= Princes' Concordat =

The Princes' Concordat (Fürsten-Konkordat) was an agreement concluded in January 1447 between Pope Eugenius IV and the prince-electors of the Holy Roman Empire. It outlined generous concessions on the part of the Pope, particularly covering the appointment of Church positions, in exchange for the support of the German princes.

== Terms ==
In the concordat, which is a term used for a treaty between the popes and secular powers, Eugenius IV agreed to acknowledge the Basle decrees and the position of the General Council as superior to the Pope's person in religious matters. It also restored the Archbishops of Trier and Mainz, who were earlier deposed by the Pope for supporting Anti Pope Felix V, who was elected by the Council of Basle in 1439. In exchange, the German Princes acknowledged Eugenius IV as legitimate Pope. The Emperor Frederick III was given the right to appoint some of the Bishops throughout the empire without need for Papal approval.

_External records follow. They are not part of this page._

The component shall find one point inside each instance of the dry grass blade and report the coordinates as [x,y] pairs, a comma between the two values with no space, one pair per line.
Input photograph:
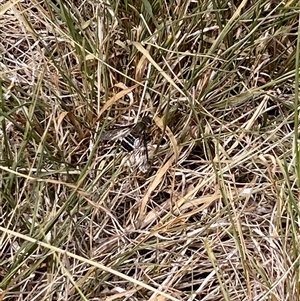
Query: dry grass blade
[212,213]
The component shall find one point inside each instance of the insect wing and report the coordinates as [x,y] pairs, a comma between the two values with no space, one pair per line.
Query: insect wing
[115,134]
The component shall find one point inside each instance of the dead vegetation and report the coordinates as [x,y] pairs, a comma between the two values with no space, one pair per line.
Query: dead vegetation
[216,215]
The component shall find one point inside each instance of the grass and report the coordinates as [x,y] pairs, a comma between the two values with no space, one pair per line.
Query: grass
[216,216]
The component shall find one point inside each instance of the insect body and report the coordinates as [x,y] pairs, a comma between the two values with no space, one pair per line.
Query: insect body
[133,138]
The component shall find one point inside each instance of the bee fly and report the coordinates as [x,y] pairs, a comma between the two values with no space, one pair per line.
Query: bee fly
[133,138]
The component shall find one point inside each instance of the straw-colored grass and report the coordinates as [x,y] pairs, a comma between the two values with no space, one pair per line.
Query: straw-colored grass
[216,215]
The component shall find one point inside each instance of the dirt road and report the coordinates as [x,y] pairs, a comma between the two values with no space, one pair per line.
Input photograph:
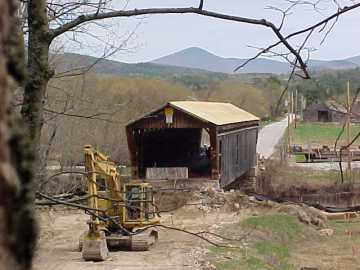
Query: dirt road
[269,137]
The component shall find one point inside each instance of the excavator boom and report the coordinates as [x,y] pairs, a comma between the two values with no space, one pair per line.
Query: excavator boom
[121,211]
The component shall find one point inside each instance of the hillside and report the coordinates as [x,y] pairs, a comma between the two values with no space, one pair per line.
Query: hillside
[71,61]
[202,59]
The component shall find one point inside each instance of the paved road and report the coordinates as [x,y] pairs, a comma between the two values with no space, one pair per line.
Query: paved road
[269,137]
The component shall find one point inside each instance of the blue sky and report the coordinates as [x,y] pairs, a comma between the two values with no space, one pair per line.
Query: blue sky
[158,35]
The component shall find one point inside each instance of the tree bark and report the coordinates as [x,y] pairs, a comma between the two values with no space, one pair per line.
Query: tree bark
[17,230]
[38,69]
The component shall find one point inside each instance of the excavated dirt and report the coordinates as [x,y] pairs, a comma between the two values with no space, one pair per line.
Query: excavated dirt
[60,229]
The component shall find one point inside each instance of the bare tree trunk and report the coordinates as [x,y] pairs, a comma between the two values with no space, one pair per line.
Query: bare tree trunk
[38,70]
[17,230]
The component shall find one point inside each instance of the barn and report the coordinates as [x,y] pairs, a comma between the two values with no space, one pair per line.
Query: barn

Much of the negotiations for the Concordat was done through the efforts of the Emperor Frederick III's secretary Enea Silvio Piccolomini, future Pope Pius II.

The terms of the agreement were repeated in the Concordat of Vienna concluded the next year.

The terms of the agreement were not to Eugenius IV's liking, but he felt compelled to make the concessions to the Emperor as he needed his assistance against the Council of Basle and the Catholic reform movements of that time. Already in February 1447, in the Bull Salvatoria, he proclaimed his successors to be free to annul the terms of the agreement. This action has clouded the validity of the concordat so that it was only concluded during the time of his successor, Nicholas V.